After toiling for three decades in finance, it wouldn’t be surprising if 65-year-old Patrick Althizer kicked back and lived off his savings and Social Security.
But with a spirit not ready for sedentary retirement – as well as college costs for two daughters – he veered off to a new career path: leading shutterbugs through the stunning waterfall areas of Yosemite National Park, reports USA TODAY.
Althizer has embraced his new vocation with enthusiasm. He plastered decals that promote his firm, Photo Safari Yosemite, on the windows of his white Jeep Cherokee, networked with the folks who run local tourist attractions, and at his daughters’ behest, joined Facebook to promote his firm, which takes tourists to the best photo-taking spots in the national park.

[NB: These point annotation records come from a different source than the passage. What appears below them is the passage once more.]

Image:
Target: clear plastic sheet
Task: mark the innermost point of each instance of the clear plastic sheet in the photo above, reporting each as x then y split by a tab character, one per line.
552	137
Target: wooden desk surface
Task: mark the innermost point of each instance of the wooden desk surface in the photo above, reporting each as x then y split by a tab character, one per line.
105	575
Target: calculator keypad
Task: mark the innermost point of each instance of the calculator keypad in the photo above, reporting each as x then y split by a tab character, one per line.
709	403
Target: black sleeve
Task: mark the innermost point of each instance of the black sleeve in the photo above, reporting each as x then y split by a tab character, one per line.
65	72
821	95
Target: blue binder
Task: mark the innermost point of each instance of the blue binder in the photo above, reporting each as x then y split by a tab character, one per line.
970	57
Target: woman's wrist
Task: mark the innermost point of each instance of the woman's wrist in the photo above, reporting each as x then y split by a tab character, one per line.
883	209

He joins millions of other Americans in ramping up a business at an age when many slow down. Folks 55 to 64 represented the second-largest jump in entrepreneurial activity by age (just behind 35- to 44-year-olds) from 2008 to 2009, according to an Index of Entrepreneurial Activity released last week by entrepreneur-focused group Ewing Marion Kauffman Foundation.

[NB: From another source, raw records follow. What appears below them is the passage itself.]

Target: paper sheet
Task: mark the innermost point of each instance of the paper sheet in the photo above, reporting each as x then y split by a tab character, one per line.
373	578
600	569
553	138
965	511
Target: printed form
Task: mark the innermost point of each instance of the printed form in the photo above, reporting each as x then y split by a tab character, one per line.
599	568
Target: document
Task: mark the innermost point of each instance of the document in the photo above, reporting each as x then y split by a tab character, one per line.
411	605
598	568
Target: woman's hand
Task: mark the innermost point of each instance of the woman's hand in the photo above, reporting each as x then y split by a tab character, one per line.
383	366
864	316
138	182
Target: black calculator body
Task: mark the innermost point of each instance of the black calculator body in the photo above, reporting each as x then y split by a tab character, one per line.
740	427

Other studies, such as a recent Global Entrepreneurship Monitor report, as well as data from the Bureau of Labor Statistics (BLS), also show an uptick in older folks becoming their own bosses.
The number of self-employed Americans rose to 8.9 million in December 2009, up from 8.7 million a year earlier, according to BLS data provided by outplacement firm Challenger Gray & Christmas. Self-employment among those 55 to 64 hit nearly 2 million, a 5% rise from the prior year. Self-employment for those 65 and older hit 939,000 – a 29% increase.